I’ll apologize up front if a lot of this is too vague to really follow. I hope that it isn’t, but I also don’t want to speak in specifics too much, out of respect for some of my other family members, and also because telling this entire story would take a novel. I just needed to get this out.
I have been dwelling for a long time now on my history. Or my family’s really. A lot of it is painful, and ugly, and in some cases not what I will divulge here, or at least not now. Some parts are not mine to share. I wasn’t directly subjected to most of the dysfunction of my extended family. So I don’t write this to share my own experiences for the most part. But I do wonder a lot about the impact of events that happened before my life began. Maybe getting another year older has made me wonder more about my past. Maybe it’s being a mother. Maybe losing my own mother has made me think about the legacy left to me, and the one I will leave for my daughters. Maybe it’s all of those things.
I have said before in another post that losing your mother feels like floating alone in the middle of the ocean, far from where you started, unable to get back there, scared, and desperately lonely. I am surrounded by and blessed with loving family, and loyal friends. But I still feel lonely a lot of the time. It runs deeper than just feeling “alone.” I think some of that feeling gets more complicated when you exist in a broken family. I’ll only speak of my mother’s lineage here, though my father’s isn’t anything to brag about.
My mother was amazing at the job of being a parent, despite the emptiness she grew up in. She was natural at it. But she also struggled with what her own childhood did to her. She was always sad about it (under the surface at least), and at times very depressed. I have known all of my life that my mother was abused as a child. Physically (severely) by her mother for most of her childhood, and sexually by her uncle when she was only four. When she told her parents it had happened, they made her apologize to him. She was always open about these things with my brother and me. The knowledge of it shaped who I was as a child, who I became as an adult, and who I am as a mother. I had a very good childhood. It wasn’t perfect, nothing is, but it was very good. Sometimes the dysfunction found it’s way into my youth even though my parents worked very hard to protect my brother and me from it. I was eleven when an extended family member was arrested for stalking us. In front of our house. The arrest was the first part of the conclusion to something that had been going on for years. That’s a challenging thing to wrap your head around as a little kid. Other things I watched from a distance, wishing I could fix them, or that I could somehow heal the hurt caused by other people. I understand now that I couldn’t have.

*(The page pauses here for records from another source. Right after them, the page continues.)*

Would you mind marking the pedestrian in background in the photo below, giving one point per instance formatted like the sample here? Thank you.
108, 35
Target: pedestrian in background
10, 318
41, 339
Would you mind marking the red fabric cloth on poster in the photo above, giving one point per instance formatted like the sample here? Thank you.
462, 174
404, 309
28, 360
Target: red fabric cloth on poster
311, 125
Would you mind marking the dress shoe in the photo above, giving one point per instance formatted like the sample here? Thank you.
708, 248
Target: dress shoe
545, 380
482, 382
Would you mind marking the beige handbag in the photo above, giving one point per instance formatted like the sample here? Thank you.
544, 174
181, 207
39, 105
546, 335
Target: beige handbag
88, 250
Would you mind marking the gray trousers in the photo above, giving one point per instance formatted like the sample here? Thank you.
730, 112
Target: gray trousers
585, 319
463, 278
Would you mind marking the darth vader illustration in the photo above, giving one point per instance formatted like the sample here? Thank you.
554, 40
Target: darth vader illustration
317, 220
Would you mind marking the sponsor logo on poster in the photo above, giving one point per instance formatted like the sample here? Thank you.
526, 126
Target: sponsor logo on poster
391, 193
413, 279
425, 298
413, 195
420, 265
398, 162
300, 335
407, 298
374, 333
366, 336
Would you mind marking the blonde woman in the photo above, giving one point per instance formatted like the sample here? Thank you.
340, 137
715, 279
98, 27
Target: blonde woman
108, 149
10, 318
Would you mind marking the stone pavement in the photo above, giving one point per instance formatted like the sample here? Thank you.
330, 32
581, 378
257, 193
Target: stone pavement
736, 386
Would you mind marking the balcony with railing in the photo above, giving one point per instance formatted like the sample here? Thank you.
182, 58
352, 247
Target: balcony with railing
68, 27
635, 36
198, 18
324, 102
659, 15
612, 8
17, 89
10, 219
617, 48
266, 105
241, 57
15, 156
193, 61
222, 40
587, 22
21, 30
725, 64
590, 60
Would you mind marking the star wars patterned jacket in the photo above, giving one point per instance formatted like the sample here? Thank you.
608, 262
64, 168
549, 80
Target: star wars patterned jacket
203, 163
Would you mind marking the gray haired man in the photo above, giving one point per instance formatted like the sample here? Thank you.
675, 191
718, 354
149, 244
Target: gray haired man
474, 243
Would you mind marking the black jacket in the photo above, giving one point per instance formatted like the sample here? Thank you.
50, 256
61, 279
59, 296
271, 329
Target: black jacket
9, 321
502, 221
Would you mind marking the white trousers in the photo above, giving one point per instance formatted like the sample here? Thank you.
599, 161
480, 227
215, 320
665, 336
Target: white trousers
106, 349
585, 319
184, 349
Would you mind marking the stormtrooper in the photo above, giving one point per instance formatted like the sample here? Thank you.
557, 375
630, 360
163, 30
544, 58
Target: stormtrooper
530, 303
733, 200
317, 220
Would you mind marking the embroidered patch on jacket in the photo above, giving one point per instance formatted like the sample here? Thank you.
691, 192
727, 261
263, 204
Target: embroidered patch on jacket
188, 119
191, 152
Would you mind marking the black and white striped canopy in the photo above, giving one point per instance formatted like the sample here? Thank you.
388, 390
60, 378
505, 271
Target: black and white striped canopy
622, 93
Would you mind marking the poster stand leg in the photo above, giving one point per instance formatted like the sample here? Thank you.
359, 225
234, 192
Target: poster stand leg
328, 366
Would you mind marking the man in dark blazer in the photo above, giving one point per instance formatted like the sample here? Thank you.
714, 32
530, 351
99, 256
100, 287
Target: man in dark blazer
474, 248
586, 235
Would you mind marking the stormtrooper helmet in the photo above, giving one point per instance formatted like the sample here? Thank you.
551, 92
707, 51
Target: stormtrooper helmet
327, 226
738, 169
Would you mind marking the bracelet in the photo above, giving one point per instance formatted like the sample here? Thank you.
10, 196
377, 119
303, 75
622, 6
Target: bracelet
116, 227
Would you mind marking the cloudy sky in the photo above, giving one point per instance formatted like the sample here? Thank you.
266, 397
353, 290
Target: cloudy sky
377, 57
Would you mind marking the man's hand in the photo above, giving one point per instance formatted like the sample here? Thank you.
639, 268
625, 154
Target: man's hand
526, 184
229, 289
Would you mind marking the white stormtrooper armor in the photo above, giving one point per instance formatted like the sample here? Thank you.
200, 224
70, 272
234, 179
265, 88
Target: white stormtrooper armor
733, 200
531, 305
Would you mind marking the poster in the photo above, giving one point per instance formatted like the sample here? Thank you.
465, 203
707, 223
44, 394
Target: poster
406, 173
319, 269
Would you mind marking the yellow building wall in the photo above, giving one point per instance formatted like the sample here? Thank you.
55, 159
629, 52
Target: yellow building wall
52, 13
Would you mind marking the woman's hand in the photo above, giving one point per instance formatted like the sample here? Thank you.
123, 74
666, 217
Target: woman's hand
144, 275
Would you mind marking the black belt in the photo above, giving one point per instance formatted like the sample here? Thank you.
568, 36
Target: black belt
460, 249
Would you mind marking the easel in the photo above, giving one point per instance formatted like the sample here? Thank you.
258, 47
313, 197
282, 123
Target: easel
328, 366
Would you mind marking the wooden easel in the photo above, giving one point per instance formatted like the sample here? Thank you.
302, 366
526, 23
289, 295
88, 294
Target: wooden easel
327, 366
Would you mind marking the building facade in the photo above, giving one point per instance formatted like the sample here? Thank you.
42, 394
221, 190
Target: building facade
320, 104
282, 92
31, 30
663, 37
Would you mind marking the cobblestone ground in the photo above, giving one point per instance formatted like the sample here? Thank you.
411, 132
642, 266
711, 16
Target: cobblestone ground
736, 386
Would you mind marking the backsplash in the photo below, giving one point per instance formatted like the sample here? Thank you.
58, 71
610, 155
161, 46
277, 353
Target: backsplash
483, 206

So what I have ended up doing for a lot of the time my brain is mulling over all of this reality and all of this past, is dwelling on what could, or really should, have been. What would life be like now if my mom wasn’t abused? I wonder what went wrong, and at what point, in the history of the generations before her and her siblings. I wonder why a huge collection of adults couldn’t just grow up and act like adults. Why they couldn’t do better by their children, their nieces, their nephews, and their grandchildren. Sometimes it makes me sad, and usually it just makes me angry. I don’t really carry it around all of the time, probably because I have had most of my life to adjust to the idea of this broken mess. The extended family I do have in my life is priceless. They are people I wouldn’t trade for anything, and I am grateful for them.
So I don’t mean to imply that I am some damaged person because of what I come from. I actually feel saved from it in many ways. But I do feel impacted by it, and shaped by it. And for whatever reason, that feels very significant in dealing with this grief of mine.